Durch die autofreie Innenstadt wird auch der lokale Einzelhandel nachhaltig gestärkt. Die wegfallende Parkplatzsuche, die Aufwertung des Einkaufs-Umfeldes durch weniger Verkehrslärm und neue Straßenraum-Nutzungskonzepte für den Einzelhandel bieten eine neue Chance für lokale Unternehmen.
In den Stadtrand-Gebieten werden Parkplätze für externe Pendler*innen und Besucher*innen eingerichtet, von denen aus über o.g.
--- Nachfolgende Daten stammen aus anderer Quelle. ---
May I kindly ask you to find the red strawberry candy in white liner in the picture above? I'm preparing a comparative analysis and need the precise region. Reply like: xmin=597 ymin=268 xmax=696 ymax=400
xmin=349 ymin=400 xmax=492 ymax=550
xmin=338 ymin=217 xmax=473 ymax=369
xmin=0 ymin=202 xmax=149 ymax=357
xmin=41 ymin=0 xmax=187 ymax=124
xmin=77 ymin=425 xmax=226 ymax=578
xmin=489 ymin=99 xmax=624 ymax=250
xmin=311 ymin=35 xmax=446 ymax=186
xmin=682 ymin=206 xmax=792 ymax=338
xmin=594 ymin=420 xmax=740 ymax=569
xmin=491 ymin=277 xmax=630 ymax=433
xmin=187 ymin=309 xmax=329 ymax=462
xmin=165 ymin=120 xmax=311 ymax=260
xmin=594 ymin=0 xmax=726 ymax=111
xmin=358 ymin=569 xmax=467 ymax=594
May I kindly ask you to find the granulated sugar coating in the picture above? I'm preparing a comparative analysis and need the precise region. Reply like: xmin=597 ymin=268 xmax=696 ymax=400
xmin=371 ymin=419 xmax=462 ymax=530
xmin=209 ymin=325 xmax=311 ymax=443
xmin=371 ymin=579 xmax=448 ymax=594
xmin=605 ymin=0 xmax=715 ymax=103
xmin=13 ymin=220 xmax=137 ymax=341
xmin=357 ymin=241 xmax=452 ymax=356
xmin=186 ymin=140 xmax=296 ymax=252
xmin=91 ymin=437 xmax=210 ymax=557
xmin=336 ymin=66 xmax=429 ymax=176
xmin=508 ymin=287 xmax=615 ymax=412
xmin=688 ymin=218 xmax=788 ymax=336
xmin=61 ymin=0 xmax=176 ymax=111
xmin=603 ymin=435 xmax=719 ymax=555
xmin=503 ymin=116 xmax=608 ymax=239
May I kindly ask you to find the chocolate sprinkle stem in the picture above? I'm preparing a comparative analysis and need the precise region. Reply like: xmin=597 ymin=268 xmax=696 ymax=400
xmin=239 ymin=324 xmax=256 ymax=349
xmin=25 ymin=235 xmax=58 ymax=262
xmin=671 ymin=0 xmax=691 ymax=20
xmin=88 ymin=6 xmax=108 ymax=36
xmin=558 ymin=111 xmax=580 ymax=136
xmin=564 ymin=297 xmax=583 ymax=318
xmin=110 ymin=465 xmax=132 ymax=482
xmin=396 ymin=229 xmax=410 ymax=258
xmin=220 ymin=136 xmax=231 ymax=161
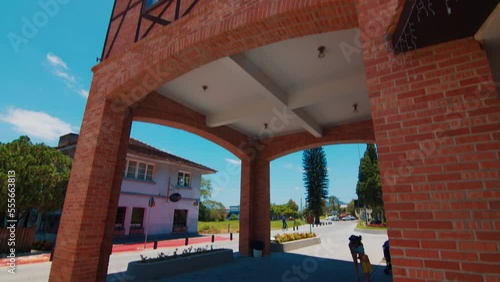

Mobilitätsknotenpunkte Möglichkeiten zur lokalen Weiterfahrt via einem vergünstigten ÖPNV- & Bike-Sharing-Angebot möglich ist.

Sharing is caring
Verkehrsmittel ergeben nur dann Sinn, wenn sie genutzt werden. Der Anteil der Nutzungsdauer kann deutlich erhöht werden, wenn die Mobilitätsmittel von vielen unterschiedlichen Menschen genutzt werden. Der Sharing-Gedanke ist daher Kernstück der autofreien Stadt. In der autofreien Stadt gibt es für Gruppen die Möglichkeit der Fahrgemeinschaften mit Kleinbussen. Diese können abends und am Wochenende von Privatpersonen mit ihrem Führerschein als ganz normales Car-Sharing Angebot genutzt werden.

Smart cities
Autofreie Städte sind schlaue Städte. Sie nutzen die Möglichkeiten von Digitalisierung und Vernetzung, um den Verkehr intelligent, vorrausschauend und nachfrageorientiert zu gestalten. Mittels Verkehrssensorik für Lärm und Luftqualität, den Straßenzustand, Parkmöglichkeiten und Straßenauslastung werden intelligente Routen und Mobilitätsmöglichkeiten aufeinander abgestimmt erarbeitet und angeboten. Durch smarte Ampelschaltungen werden Staus vermieden und dem ÖPNV der notwendige Vorrang gegenüber Autos eingeräumt. Durch datenschutzkonforme Verkehrserfassung und intelligente Auswertung der Daten können Angebot und Nachfrage verschiedener Mobilitätsformen kontinuierlich aufeinander abgestimmt und verbessert werden. Die Echtzeit-Daten zur aktuellen Verkehrslage und den zur Verfügung stehenden Mobilitätsarten werden auch in der bereits beschriebenen Mobilitäts-App genutzt, um die jeweils intelligenteste Fortbewegungsart für einen Wunsch-Weg anzubieten. Alle für eine intelligent geplante Route benötigten Verkehrsmittel können innerhalb der App mittels integriertem Buchungs-, Reservierungs- und Ticketing-System von den Nutzer*innen gebucht werden.
Alle erhobenen Daten aus Verkehssensorik werden im Sinne des Open Data-Gedanken offen zur freien Nutzung über ein zentrales Portal zur Verfügung gestellt.

Die Stadt kauft sich frei
Alle Schritte auf dem Weg zur autofreien Stadt kosten Geld. Diese Investitionen in zeitgemäße, zukunftsfähige und klimaschonende Städte sind Investitionen in lebenswerte Städte. Dafür ist eine deutliche Erhöhung der kommunalen Ausgaben für Verkehrsinfrastruktur notwendig. Für die Finanzierung einer besseren Rad- und Fußverkehrsinfrastruktur und einen günstigeren ÖPNV mit stärkerer Durchdringung soll eine empfindliche Steuer auf bestimmte private Kraftfahrzeuge erhoben werden, ähnlich wie z.B. in Dänemark. Diese soll die Sozialverträglichkeit berücksichtigen. Förderung für nachhaltigen Individualverkehr wie E-Bikes, E-Autos oder Wasserstoffautos muss vor allem auf Menschen mit niedrigem Einkommen ausgerichtet sein.